Cuando uno escucha hablar de la ciudad de Belén, siembre se le viene a la cabeza, a Sagrada familia, el nacimiento de Jesucristo y de la religión católica. En Catamarca hay una ciudad homónima, que además es cabecera de un departamento con el mismo nombre. O es casualidad, en esa extensión de tierras también hubo un nacimiento importante, allí vio la luz la provincia de Catamarca. Fue Londrés, a 11 kilómetros de la cabecera departamental, la primera ciudad fundada por los españoles.

La ciudad de Belén es un lugar maravilloso, silencio por las noches, un sol que nunca se agota durante el día. Es cuna de sitios arqueológicos, sorprendente y antiquísimos museos, entre otras cosas que nadie imagina. Pero, sino lugar a dudas, son sus paisajes las vedettes de la región. Las montañas marcándole un límite al cielo. Un valle que se extiende hasta donde alcanza la vista, son parte de una postal que jamás podrá y mucho menos querrá quitar de su memoria. Belén es el génesis de la belleza catamarqueña.    

Cómo esta es una columna de turismo y no todo se agota en el paisaje, voy a tomarme el trabajo de hacer una breve selección de las decenas de lugares que podría visitar desde la encantadora ciudad catamarqueña. Sin dudas el Santuario de Nuestra Señora de Belén, es una visita obligada. Tiene más de 110 años y no sólo el templo es un lugar hermos construido con materiales típicos de la zona, sino  se encuentran las imágenes de la Virgen de Belén y El Señor de los Milagros.
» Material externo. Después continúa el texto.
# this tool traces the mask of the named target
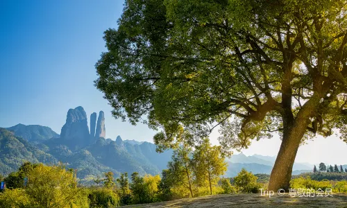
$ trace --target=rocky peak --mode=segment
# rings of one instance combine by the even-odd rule
[[[90,138],[95,137],[95,127],[96,125],[96,113],[90,114]]]
[[[117,137],[116,144],[117,145],[122,145],[123,144],[123,139],[121,139],[121,136],[117,136]]]
[[[70,147],[84,146],[90,137],[87,114],[83,107],[78,106],[67,112],[66,123],[62,128],[60,138]]]
[[[95,132],[95,137],[105,138],[106,137],[106,130],[105,128],[105,115],[103,111],[100,111],[99,113],[98,122],[96,123],[96,130]]]

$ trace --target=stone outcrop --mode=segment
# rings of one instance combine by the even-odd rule
[[[96,113],[90,114],[90,138],[94,140],[95,137],[95,127],[96,125]]]
[[[98,122],[96,123],[96,130],[95,131],[95,138],[105,138],[106,130],[105,129],[105,115],[103,111],[99,113]]]
[[[62,141],[70,148],[76,148],[87,145],[86,140],[90,137],[87,114],[83,107],[78,106],[69,110],[60,133]]]
[[[122,146],[123,145],[123,139],[121,139],[121,136],[117,137],[116,144],[117,145],[119,145],[119,146]]]

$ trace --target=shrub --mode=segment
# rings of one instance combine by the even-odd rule
[[[251,172],[248,172],[244,168],[234,177],[234,184],[237,190],[241,193],[258,193],[260,184],[257,182],[257,177]]]
[[[105,188],[94,188],[89,193],[90,207],[111,208],[119,207],[119,197],[112,190]]]
[[[236,189],[230,184],[230,180],[228,178],[222,178],[220,181],[221,187],[223,189],[222,193],[235,193]]]
[[[324,191],[326,189],[332,189],[333,193],[347,193],[347,181],[333,181],[323,180],[316,181],[312,180],[310,176],[307,177],[298,177],[290,181],[290,187],[292,189],[319,189]]]
[[[6,189],[0,193],[0,207],[29,208],[29,198],[23,189]]]

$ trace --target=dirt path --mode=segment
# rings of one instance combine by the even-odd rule
[[[123,207],[347,207],[347,194],[332,197],[291,197],[259,194],[223,194],[185,198],[164,202],[125,206]]]

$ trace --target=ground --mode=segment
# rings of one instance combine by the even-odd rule
[[[260,193],[223,194],[184,198],[169,202],[125,206],[124,207],[347,207],[347,194],[328,197],[291,197],[277,194],[269,198]]]

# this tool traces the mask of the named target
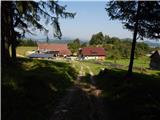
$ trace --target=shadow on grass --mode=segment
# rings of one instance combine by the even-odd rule
[[[23,63],[32,64],[26,69]],[[19,59],[2,66],[2,119],[46,120],[77,73],[69,64]]]
[[[160,118],[160,76],[112,69],[95,77],[103,90],[105,108],[110,120],[157,120]]]

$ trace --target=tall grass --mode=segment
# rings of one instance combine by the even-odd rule
[[[2,66],[2,119],[46,120],[76,78],[70,64],[19,59]]]

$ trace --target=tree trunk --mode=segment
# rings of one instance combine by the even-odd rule
[[[10,38],[10,2],[2,1],[2,39],[1,39],[1,53],[2,53],[2,64],[9,64],[10,53],[9,47],[11,44]]]
[[[133,69],[133,61],[134,61],[134,53],[136,47],[136,40],[137,40],[137,32],[138,32],[138,21],[139,21],[139,13],[140,13],[140,1],[138,1],[138,8],[136,14],[136,22],[134,24],[134,34],[133,34],[133,41],[132,41],[132,48],[131,48],[131,55],[130,55],[130,63],[128,67],[127,76],[132,76],[132,69]]]
[[[11,9],[10,12],[10,18],[11,18],[11,38],[12,38],[12,46],[11,46],[11,52],[12,52],[12,60],[16,60],[16,35],[14,31],[14,25],[13,25],[13,10]]]

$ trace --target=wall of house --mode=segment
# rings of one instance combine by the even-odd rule
[[[85,60],[104,60],[105,56],[85,56]]]

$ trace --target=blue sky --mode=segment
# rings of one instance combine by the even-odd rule
[[[63,0],[60,1],[60,5],[67,5],[66,10],[68,12],[76,12],[74,19],[60,19],[60,27],[63,37],[68,39],[79,38],[80,40],[89,41],[91,36],[98,32],[103,32],[111,37],[119,38],[132,38],[132,32],[127,29],[123,29],[121,21],[110,20],[105,11],[106,3],[104,1],[92,1],[85,2]],[[43,21],[43,20],[42,20]],[[47,25],[49,29],[49,38],[53,37],[53,27]],[[43,33],[35,32],[37,36],[27,36],[35,39],[46,39]]]

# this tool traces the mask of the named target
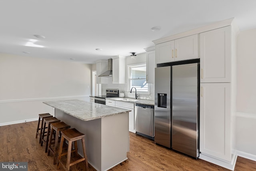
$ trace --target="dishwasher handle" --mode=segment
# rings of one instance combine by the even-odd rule
[[[141,107],[144,109],[146,109],[147,108],[149,108],[150,109],[154,109],[154,106],[152,105],[144,105],[143,104],[140,104],[140,103],[136,103],[135,104],[136,106]]]

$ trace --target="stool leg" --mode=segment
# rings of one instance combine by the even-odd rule
[[[55,165],[56,164],[56,159],[57,159],[57,149],[58,149],[58,142],[59,140],[59,133],[60,131],[56,131],[56,135],[55,137],[55,143],[54,144],[54,154],[53,158],[53,164]],[[48,152],[49,153],[49,152]]]
[[[40,139],[40,142],[41,142],[41,146],[43,146],[43,141],[42,141],[42,139],[44,139],[44,132],[45,132],[45,127],[46,125],[46,123],[45,123],[45,122],[44,122],[44,129],[42,129],[43,131],[42,131],[42,129],[41,129],[41,139]],[[41,126],[41,127],[42,127],[42,126]],[[47,130],[48,131],[48,130]]]
[[[64,141],[64,137],[62,136],[60,139],[60,150],[59,150],[59,154],[58,156],[58,159],[57,160],[57,169],[60,168],[60,162],[59,161],[60,160],[61,157],[61,154],[62,152],[62,146],[63,146],[63,142]]]
[[[66,168],[67,170],[69,171],[70,167],[70,155],[71,155],[71,145],[72,141],[68,141],[68,155],[67,156],[67,163]],[[76,150],[77,150],[76,149]]]
[[[39,125],[40,125],[40,120],[41,120],[41,118],[39,117],[39,119],[38,119],[38,123],[37,125],[37,129],[36,129],[36,138],[37,138],[38,133],[38,131],[39,130]]]
[[[84,162],[85,163],[85,165],[86,167],[86,171],[89,170],[89,167],[88,166],[88,159],[87,159],[87,155],[86,155],[86,149],[85,148],[85,141],[84,141],[84,138],[82,139],[82,143],[83,145],[83,149],[84,150]]]
[[[42,119],[41,129],[40,129],[40,139],[39,139],[39,143],[42,143],[42,131],[43,131],[43,126],[44,125],[44,118],[43,117]],[[42,145],[41,146],[42,146]]]
[[[51,129],[51,133],[50,135],[50,139],[49,140],[49,143],[48,144],[48,153],[47,154],[47,155],[50,155],[50,149],[51,148],[51,145],[52,145],[51,142],[52,141],[52,134],[53,134],[54,131],[54,130],[53,129]]]
[[[76,152],[76,154],[78,155],[78,153],[77,152],[77,141],[76,141],[74,142],[75,144],[75,151]]]
[[[48,151],[48,143],[49,142],[49,136],[50,135],[50,131],[51,129],[50,128],[50,124],[49,123],[48,124],[48,126],[47,127],[48,127],[48,130],[47,130],[47,136],[46,136],[46,145],[45,145],[46,147],[45,147],[45,152],[47,153],[47,151]]]

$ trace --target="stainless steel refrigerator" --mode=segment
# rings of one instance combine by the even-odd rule
[[[194,62],[155,68],[154,141],[197,158],[199,64]]]

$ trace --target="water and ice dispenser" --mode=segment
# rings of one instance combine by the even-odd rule
[[[167,94],[158,93],[157,107],[167,108]]]

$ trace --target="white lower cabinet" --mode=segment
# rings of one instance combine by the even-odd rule
[[[129,131],[135,133],[135,125],[134,122],[134,103],[133,103],[124,102],[123,101],[116,101],[116,107],[130,109],[132,111],[129,113]]]
[[[132,111],[129,112],[129,131],[134,133],[136,132],[134,124],[135,120],[134,117],[134,103],[106,99],[106,104],[108,105],[116,106],[118,107],[131,110]]]
[[[231,160],[230,83],[201,83],[200,151]]]
[[[115,100],[106,99],[106,105],[109,106],[116,106],[116,101]]]

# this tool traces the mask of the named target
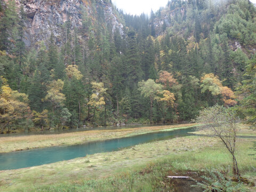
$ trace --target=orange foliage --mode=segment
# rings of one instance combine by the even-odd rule
[[[221,92],[224,106],[231,107],[237,103],[237,102],[234,100],[235,99],[235,94],[230,88],[227,86],[221,87]]]
[[[178,84],[177,80],[173,77],[173,75],[171,73],[165,71],[163,71],[160,73],[159,79],[157,79],[156,82],[163,83],[164,87],[166,86],[171,87]]]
Los santos patronos del lugar son un personaje sobresaliente del lugar, cada 6 de enero convocan a miles de fieles y otros tantos curiosos a las festividades en su honor. Otro de los atractivos del pueblo es, sin dudas, el museo sacro ubicado a la par del templo. Este museo tiene la particularidad de que se exhiben imágenes y elementos litúrgicos propios del Santuario desde la fecha misma de su fundación, además de algunos donados por la comunidad. El museo permanece así, inalterable hace más de 110 años, literalmente, detenido en el tiempo.
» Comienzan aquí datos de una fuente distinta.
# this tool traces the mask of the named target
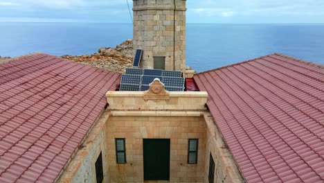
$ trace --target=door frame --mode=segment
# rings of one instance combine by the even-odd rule
[[[169,144],[169,149],[168,149],[168,152],[169,152],[169,161],[168,161],[168,179],[166,180],[145,180],[145,150],[144,150],[144,141],[145,140],[168,140],[168,144]],[[171,159],[171,139],[143,139],[143,179],[144,179],[144,181],[150,181],[150,180],[152,180],[152,181],[155,181],[155,180],[166,180],[166,181],[170,181],[170,159]]]

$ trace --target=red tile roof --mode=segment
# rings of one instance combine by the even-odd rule
[[[194,76],[249,182],[324,182],[324,67],[273,54]]]
[[[120,74],[37,53],[0,64],[0,182],[53,182]]]

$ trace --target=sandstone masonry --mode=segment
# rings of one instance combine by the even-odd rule
[[[186,1],[133,1],[134,47],[143,50],[140,67],[154,69],[154,57],[165,57],[165,70],[184,71]]]

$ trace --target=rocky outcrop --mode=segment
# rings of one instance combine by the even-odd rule
[[[62,58],[111,71],[123,73],[125,68],[132,67],[134,54],[133,41],[128,40],[117,45],[116,48],[102,47],[98,53],[91,55],[65,55]]]
[[[10,57],[1,57],[0,56],[0,62],[1,62],[2,60],[6,60],[6,59],[9,59],[10,58]]]

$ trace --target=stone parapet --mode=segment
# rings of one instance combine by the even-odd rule
[[[108,92],[106,94],[111,110],[206,110],[207,92],[170,92],[168,98],[145,98],[145,92]],[[158,112],[158,113],[159,113]]]

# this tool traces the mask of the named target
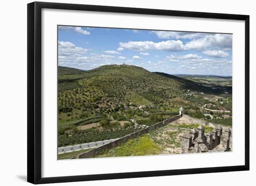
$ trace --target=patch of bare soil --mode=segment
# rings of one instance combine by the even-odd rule
[[[164,128],[156,131],[151,136],[151,141],[164,150],[162,154],[181,154],[180,137],[189,130],[182,128]]]
[[[189,116],[188,115],[183,115],[180,119],[170,123],[170,124],[174,125],[179,125],[181,124],[199,124],[199,125],[205,125],[206,122],[200,119],[194,118]]]

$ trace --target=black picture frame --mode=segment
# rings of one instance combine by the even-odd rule
[[[41,28],[42,8],[240,20],[245,22],[245,164],[242,166],[42,178]],[[27,181],[74,182],[249,170],[249,16],[223,13],[34,2],[27,4]]]

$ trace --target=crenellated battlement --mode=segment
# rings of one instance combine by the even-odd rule
[[[207,134],[205,134],[204,131],[204,127],[200,125],[182,136],[182,153],[204,153],[212,150],[221,144],[224,151],[229,151],[231,133],[229,128],[225,129],[223,134],[222,128],[220,126]]]

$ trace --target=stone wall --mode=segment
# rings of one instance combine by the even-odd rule
[[[182,136],[182,153],[204,153],[213,150],[221,143],[223,151],[228,151],[229,148],[231,130],[225,130],[222,134],[222,128],[217,126],[212,132],[204,133],[204,128],[200,125],[190,132],[185,133]]]
[[[83,154],[74,157],[73,159],[88,158],[95,157],[102,151],[115,148],[121,144],[125,143],[130,139],[136,138],[142,135],[148,133],[151,130],[154,130],[160,127],[163,127],[164,125],[177,120],[182,116],[182,115],[177,115],[163,121],[162,122],[155,123],[146,128],[140,130],[138,131],[130,134],[117,140],[112,141],[109,143],[107,143],[89,151],[83,153]]]

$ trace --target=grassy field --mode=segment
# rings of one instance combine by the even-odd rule
[[[154,144],[149,134],[129,140],[116,148],[103,152],[97,157],[122,157],[155,155],[161,154],[161,148]]]
[[[88,148],[87,149],[83,149],[81,150],[77,150],[74,152],[71,152],[70,153],[63,153],[60,154],[58,154],[58,160],[67,160],[69,159],[74,156],[77,156],[81,154],[88,151],[93,149],[92,148]]]
[[[229,86],[213,89],[210,84],[205,86],[193,78],[124,64],[104,65],[88,71],[64,67],[58,69],[59,147],[123,136],[144,125],[177,115],[181,106],[185,114],[204,119],[207,117],[202,114],[206,111],[200,108],[206,103],[232,108]],[[219,96],[222,95],[226,97]],[[222,114],[214,116],[221,117]],[[141,126],[131,122],[132,118]],[[121,121],[126,123],[121,124]],[[86,126],[96,123],[97,126]],[[78,127],[81,126],[86,129],[81,130]]]

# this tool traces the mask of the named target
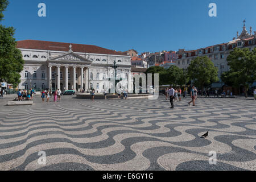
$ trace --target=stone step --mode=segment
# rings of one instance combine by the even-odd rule
[[[33,101],[8,101],[7,105],[33,105]]]

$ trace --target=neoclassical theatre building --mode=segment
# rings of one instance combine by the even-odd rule
[[[96,46],[26,40],[17,42],[24,60],[19,89],[34,88],[85,92],[93,88],[102,93],[113,87],[109,78],[114,77],[112,67],[115,61],[117,78],[122,88],[131,82],[131,57]]]

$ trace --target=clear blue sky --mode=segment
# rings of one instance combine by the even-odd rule
[[[139,53],[194,49],[256,31],[255,0],[10,0],[1,23],[15,27],[17,40],[96,45]],[[45,3],[47,17],[38,16]],[[217,16],[208,5],[217,4]]]

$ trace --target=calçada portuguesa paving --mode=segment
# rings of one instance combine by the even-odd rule
[[[60,103],[36,96],[33,105],[5,106],[13,97],[0,99],[0,170],[256,170],[251,98],[199,98],[196,107],[183,98],[171,110],[162,96]]]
Pero si quiere salir del pueblo catamarqueño, a sólo 15 kilómetros encontrará las celebérrimas Ruinas del Shinkal. Puede considerar un museo arqueológico al aire libre. Tiene más de 30 hectáreas, donde se ven parcialmente reconstruidos numerosos recintos, escalinatas y senderos que forman parte de un populoso centro urbano habitado desde los siglos XV y XVI, construido y habitado por los Incas entre 1.470 y 1.536.
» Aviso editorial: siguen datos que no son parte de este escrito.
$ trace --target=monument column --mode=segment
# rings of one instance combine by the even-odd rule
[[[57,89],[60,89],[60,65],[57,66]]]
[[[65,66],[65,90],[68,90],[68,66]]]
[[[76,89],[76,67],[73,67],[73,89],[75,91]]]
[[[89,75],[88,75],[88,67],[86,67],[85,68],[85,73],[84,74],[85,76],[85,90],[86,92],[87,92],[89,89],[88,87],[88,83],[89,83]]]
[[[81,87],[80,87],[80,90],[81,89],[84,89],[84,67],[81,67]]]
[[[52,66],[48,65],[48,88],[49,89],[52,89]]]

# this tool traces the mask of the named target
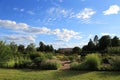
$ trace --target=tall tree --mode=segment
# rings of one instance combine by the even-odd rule
[[[80,49],[79,47],[74,47],[74,48],[72,49],[72,52],[73,52],[73,53],[76,53],[76,54],[80,54],[81,49]]]
[[[34,43],[30,43],[30,44],[27,46],[27,48],[26,48],[26,50],[25,50],[25,53],[31,54],[31,53],[34,53],[34,52],[36,52],[35,44],[34,44]]]
[[[99,42],[99,40],[98,40],[98,36],[95,35],[95,37],[94,37],[94,44],[95,44],[95,46],[98,44],[98,42]]]
[[[89,51],[95,51],[95,45],[94,45],[94,43],[93,43],[93,41],[91,39],[88,42],[88,50]]]
[[[112,43],[111,43],[112,47],[117,47],[117,46],[120,46],[120,40],[117,36],[115,36],[113,39],[112,39]]]
[[[39,43],[39,50],[38,51],[45,51],[45,44],[43,42]]]
[[[17,44],[15,43],[15,42],[10,42],[10,48],[11,48],[11,50],[12,50],[12,53],[17,53],[17,50],[18,50],[18,46],[17,46]]]
[[[109,35],[102,36],[99,40],[99,49],[105,50],[111,46],[111,37]]]
[[[25,51],[25,46],[22,45],[22,44],[20,44],[20,45],[18,46],[18,52],[24,53],[24,51]]]

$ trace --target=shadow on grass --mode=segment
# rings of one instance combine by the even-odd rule
[[[89,73],[91,71],[72,71],[72,70],[59,70],[54,73],[55,78],[66,78],[66,77],[73,77],[77,75],[82,75]]]
[[[96,72],[99,77],[117,77],[120,76],[120,71],[99,71]]]

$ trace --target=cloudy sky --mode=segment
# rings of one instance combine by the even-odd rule
[[[120,0],[0,0],[0,40],[54,48],[120,37]]]

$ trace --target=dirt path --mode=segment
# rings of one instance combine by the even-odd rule
[[[70,61],[61,61],[62,67],[59,70],[68,70],[70,69]]]

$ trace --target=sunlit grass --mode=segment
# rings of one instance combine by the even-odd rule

Enmarcado por un extraordinario entorno natural comprende más de un centenar de recintos agrupados en edificios monumentales. Tiene dos plataformas construidas en sendas lomadas a cada lado de la plaza las que se utilizaban como mirador y para el culto a sus dioses. Desde allí el turista podrá impactarse con la panorámica y construcciones como la “Kallanca”, galpón hecho de piedra, del que se conservan las pircas perimetrales y sus puertas trapezoides y que funcionaba como taller y depósito. El “Ushnu”, trono de forma cuadrangular con una escalinata de piedra, la plaza y el “Sinchihuasi”, habitaciones en hilera.

Sin dudas la frutilla del postre es la Laguna Blanca. Si usted como yo, está habituado a las ruidosas ciudades, con seguridad no ha tenido la oportunidad de ver a la naturalieza manifestarse en todo su explendor. Esta laguna, a pocos kilómetros de Belén es el lugar ideal. Allí las vicuñas, un animal similar a la llama que está en peligro de extinción corre libre, sin la intervención humana, lo mismo ocurre con los ñandús y la menos tres especies de flamencos. Como si esto fuera poco Laguna Blanca posee un gran valor arqueológico e histórico, ya que se han detectado numerosos sitios de arte rupestre, especialmente grabados y petroglifos en sitios de peña y cavernas correspondientes a las culturas preincaicas.

No lo dude, vaya a Belén, donde verá nacer su espíritu aventurero.